É assim que Hussein Chalayan resumiu sua coleção no primeiro parágrafo do texto colocado nos bancos da platéia para os convidados do desfile da noite desta quarta (27). Considerado um dos jovens estilistas mais importantes do mundo quando se pensa nas novas propostas para o futuro da moda, Chalayan decidiu voltar até onde tudo começou para refletir, a partir de onde viemos, sobre quem somos (ou queremos aparentar ser), para onde vamos e, claro, o que vestiremos quando chegarmos lá. Mais do que isso, ele busca o que a moda pode criar para exprimir, da melhor maneira possível, nossa identidade de humanidade de um futuro tão próximo, ou já tão presente, que se veste, no entanto, cultivando o passado.
Se em outras coleções o designer encantou e abismou com muita tecnologia em capacetes que pareciam de outro planeta, vestidos com estruturas mecânicas de metal que se moviam, se transformavam e terminavam por despir a modelo, desta vez a coisa foi mais simples do ponto de vista tecnológico.

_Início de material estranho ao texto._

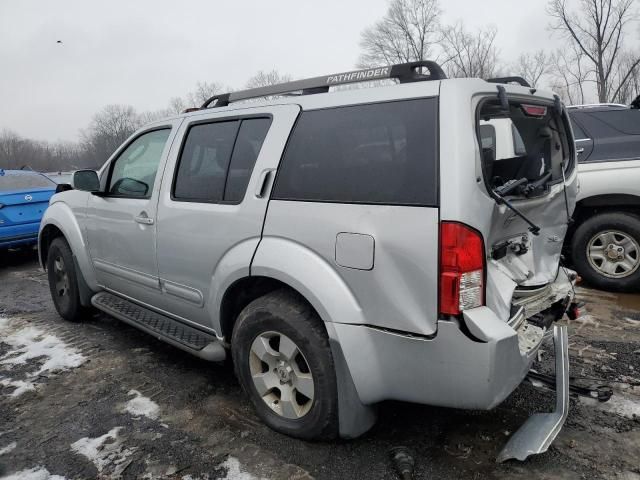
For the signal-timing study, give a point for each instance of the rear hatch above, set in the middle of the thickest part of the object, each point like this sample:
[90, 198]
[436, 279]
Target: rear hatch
[528, 158]
[23, 198]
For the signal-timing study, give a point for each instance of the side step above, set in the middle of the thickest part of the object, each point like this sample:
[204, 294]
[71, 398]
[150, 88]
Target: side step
[164, 328]
[541, 429]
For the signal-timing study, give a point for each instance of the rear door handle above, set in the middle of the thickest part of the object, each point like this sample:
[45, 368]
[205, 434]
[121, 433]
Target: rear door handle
[144, 219]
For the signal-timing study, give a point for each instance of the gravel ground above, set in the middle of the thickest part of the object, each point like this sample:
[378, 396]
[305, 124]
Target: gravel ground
[100, 399]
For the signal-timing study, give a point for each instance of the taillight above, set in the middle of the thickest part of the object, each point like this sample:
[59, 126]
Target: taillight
[461, 268]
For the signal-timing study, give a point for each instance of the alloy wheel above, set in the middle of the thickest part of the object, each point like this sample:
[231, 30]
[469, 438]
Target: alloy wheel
[614, 254]
[281, 375]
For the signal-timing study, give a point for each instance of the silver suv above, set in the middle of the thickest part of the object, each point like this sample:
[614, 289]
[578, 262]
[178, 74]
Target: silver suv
[344, 247]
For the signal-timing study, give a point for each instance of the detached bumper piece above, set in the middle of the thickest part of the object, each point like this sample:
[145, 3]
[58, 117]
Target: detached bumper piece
[541, 429]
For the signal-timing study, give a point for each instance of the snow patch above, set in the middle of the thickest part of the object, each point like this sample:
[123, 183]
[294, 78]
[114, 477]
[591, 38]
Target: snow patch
[20, 386]
[31, 342]
[618, 404]
[142, 406]
[37, 473]
[106, 452]
[8, 448]
[233, 470]
[232, 466]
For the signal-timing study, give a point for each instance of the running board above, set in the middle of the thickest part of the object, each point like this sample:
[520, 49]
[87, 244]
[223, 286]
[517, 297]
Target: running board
[541, 429]
[189, 339]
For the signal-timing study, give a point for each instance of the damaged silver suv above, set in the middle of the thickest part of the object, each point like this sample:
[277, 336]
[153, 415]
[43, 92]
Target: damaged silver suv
[343, 247]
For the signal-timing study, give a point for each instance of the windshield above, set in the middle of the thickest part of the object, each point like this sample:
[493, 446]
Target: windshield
[24, 181]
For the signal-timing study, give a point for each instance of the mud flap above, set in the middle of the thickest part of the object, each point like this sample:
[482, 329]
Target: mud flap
[541, 429]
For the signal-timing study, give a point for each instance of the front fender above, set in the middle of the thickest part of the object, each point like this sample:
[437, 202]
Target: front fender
[309, 274]
[60, 215]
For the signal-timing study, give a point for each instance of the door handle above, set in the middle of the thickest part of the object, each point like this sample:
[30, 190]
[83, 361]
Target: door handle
[144, 219]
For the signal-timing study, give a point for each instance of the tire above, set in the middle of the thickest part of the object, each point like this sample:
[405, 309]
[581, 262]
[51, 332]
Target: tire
[300, 397]
[603, 235]
[63, 281]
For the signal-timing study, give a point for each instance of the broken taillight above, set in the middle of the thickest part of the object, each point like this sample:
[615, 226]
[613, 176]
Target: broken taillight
[461, 268]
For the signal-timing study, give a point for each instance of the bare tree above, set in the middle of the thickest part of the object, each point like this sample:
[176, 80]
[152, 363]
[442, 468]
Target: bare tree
[570, 75]
[532, 66]
[203, 92]
[470, 54]
[597, 28]
[107, 130]
[264, 79]
[408, 32]
[631, 88]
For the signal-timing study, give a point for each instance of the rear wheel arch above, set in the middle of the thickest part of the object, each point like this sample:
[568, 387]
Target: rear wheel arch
[244, 291]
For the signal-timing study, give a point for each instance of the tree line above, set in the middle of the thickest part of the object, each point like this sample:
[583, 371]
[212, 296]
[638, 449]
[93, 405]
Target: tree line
[593, 62]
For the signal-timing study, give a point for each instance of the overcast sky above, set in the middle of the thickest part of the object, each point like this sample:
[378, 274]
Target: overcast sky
[144, 52]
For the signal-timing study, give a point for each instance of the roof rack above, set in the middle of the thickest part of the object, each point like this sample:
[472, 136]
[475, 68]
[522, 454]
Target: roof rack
[403, 72]
[596, 105]
[518, 80]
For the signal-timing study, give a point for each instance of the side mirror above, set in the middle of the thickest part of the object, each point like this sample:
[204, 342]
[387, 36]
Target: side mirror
[86, 180]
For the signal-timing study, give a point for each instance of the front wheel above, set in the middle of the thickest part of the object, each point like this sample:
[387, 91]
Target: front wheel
[63, 281]
[606, 251]
[283, 361]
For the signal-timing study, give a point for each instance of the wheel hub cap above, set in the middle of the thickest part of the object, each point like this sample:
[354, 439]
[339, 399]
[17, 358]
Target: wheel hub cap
[614, 254]
[281, 375]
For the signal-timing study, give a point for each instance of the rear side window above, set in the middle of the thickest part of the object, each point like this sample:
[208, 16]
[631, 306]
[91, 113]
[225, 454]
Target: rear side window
[384, 153]
[245, 153]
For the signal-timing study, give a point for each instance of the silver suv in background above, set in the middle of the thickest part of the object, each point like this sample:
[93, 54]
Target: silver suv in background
[343, 247]
[604, 241]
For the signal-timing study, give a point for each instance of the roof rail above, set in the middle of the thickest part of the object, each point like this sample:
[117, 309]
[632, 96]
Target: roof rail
[518, 80]
[403, 72]
[596, 105]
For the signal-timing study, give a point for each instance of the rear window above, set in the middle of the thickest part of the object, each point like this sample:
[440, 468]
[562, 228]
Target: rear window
[384, 153]
[578, 132]
[9, 182]
[625, 121]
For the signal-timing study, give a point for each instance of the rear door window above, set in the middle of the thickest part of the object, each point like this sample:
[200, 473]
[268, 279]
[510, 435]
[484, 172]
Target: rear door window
[383, 153]
[217, 160]
[22, 181]
[204, 161]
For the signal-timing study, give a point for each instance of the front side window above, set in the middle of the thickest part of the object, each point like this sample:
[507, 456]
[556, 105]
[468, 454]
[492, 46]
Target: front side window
[383, 153]
[134, 171]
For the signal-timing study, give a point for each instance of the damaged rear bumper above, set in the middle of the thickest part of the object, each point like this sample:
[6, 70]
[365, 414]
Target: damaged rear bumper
[541, 429]
[473, 363]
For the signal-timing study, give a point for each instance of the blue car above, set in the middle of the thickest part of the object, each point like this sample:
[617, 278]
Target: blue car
[24, 196]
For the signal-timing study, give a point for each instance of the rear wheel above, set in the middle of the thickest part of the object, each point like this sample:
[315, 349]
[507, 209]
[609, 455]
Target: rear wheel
[63, 281]
[606, 251]
[283, 361]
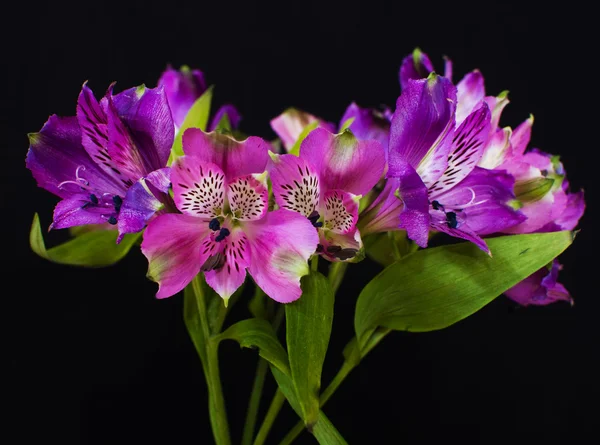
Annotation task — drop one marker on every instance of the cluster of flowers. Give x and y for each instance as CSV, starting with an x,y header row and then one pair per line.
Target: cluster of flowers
x,y
439,162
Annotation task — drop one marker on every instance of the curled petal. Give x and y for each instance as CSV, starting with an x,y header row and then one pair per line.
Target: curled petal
x,y
296,184
198,187
173,244
343,162
234,158
281,244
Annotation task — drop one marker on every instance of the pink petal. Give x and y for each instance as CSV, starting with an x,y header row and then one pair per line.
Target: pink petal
x,y
296,184
343,162
234,158
173,244
198,187
281,244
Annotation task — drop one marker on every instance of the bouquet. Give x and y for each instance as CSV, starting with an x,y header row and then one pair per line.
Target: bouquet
x,y
216,211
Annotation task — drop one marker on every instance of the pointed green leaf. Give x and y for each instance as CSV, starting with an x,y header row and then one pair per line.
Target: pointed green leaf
x,y
258,333
197,117
435,288
308,327
97,248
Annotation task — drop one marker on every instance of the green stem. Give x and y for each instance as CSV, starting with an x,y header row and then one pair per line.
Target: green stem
x,y
274,408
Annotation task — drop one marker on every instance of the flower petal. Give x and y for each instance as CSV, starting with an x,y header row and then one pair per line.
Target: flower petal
x,y
467,148
470,91
340,211
281,244
235,158
198,187
61,165
141,202
225,280
343,162
182,88
296,185
173,245
248,198
422,126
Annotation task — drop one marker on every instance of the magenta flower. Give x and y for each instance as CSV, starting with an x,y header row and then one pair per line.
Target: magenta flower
x,y
324,185
107,163
183,88
224,227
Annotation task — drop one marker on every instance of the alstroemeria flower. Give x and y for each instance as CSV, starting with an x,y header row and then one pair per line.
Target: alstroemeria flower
x,y
225,227
107,163
433,182
324,185
540,288
290,124
183,88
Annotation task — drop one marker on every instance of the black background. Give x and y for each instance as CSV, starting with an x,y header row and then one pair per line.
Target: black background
x,y
94,358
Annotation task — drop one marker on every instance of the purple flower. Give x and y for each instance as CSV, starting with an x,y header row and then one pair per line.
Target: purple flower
x,y
324,185
225,227
107,163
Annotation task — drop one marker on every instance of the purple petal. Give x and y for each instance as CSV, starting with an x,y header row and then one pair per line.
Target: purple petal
x,y
296,185
235,158
281,244
173,244
142,202
182,88
60,164
230,112
225,280
343,162
422,126
368,123
198,187
146,114
415,66
540,288
470,91
467,148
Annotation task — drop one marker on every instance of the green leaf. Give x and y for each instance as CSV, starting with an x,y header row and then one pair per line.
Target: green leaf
x,y
258,333
295,150
96,248
435,288
197,117
308,327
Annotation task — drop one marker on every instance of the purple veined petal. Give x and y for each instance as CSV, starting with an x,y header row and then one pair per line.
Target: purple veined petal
x,y
467,147
342,161
540,288
281,244
77,210
146,113
422,127
142,202
497,150
340,211
415,66
182,88
198,187
61,165
481,203
521,136
175,246
232,113
296,185
336,247
248,197
368,123
290,124
226,279
470,91
235,158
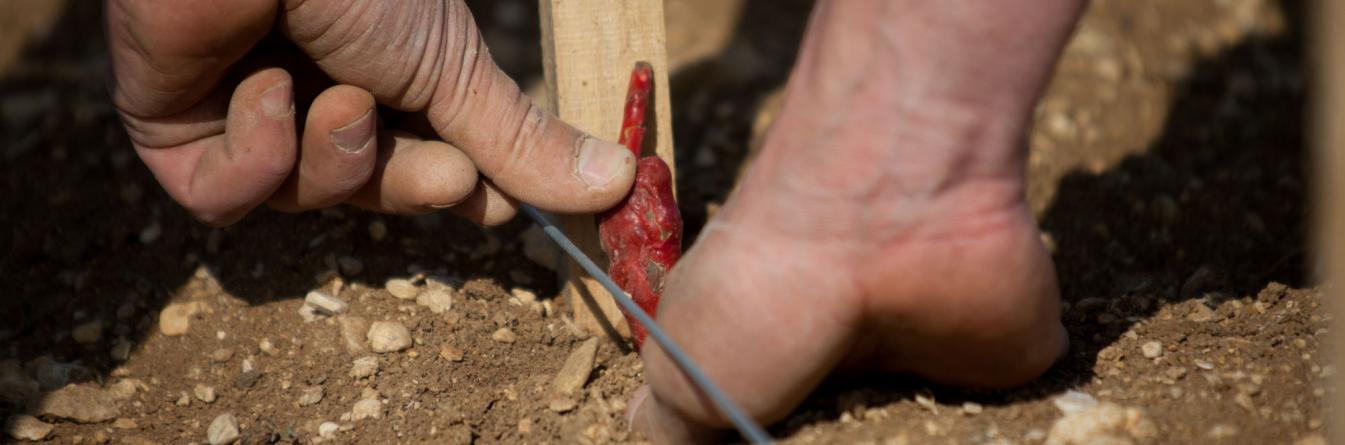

Na passarela montada no Museu do Homem (não à toa, o museu cujo tema é a história e as reflexões sobre a humanidade), em Paris, o momento "futurista" apareceu numa entrada de duas modelos cujos looks representavam o Big Bang: círculos mecânicos se expandiam usando como base o corpo das modelos, enquanto frames de luz e cristais se moviam em volta delas.
No resto dos looks, o preto dominou o inverno do estilista, que aos poucos, foi revelando um azul em lã mesclada, numa espécie de bouclê, um amarronzado nas estampas de pedras, bem realistas, o rosa que predominava o efeito de "pixels" ou de pastilhinhas, formado pelos tricôs que apareceram no sapato, no vestido solto curto, franzido no quadril. Outro material utilizado por Chalayan foi a seda em vários vestidos, como os com estampa de vários tipos de pedra, no fundo preto, assim como a lã. A modelagem, ampla, veio em peças na maior parte do tempo curtas e em alguns momentos um pouco mais longas. Na bela série de vestidos pretos, desfilados ao mesmo tempo, drapeados davam a sensação de uma versão moderna dos vestidos gregos, um pouco pela cor (preta, e não clara, como os vestidos gregos) e também pelo deslocamento destes volumes formados pelos drapeados. As modelos, entre elas top models como Coco Rocha e Irina Lazareanu, andavam pela passarela sorrindo, talvez querendo mostrar que a modernidade (ou a "hipermodernidade"), embora complexa e sofisticada em sua essência, pode ser vivida de maneira leve e simples.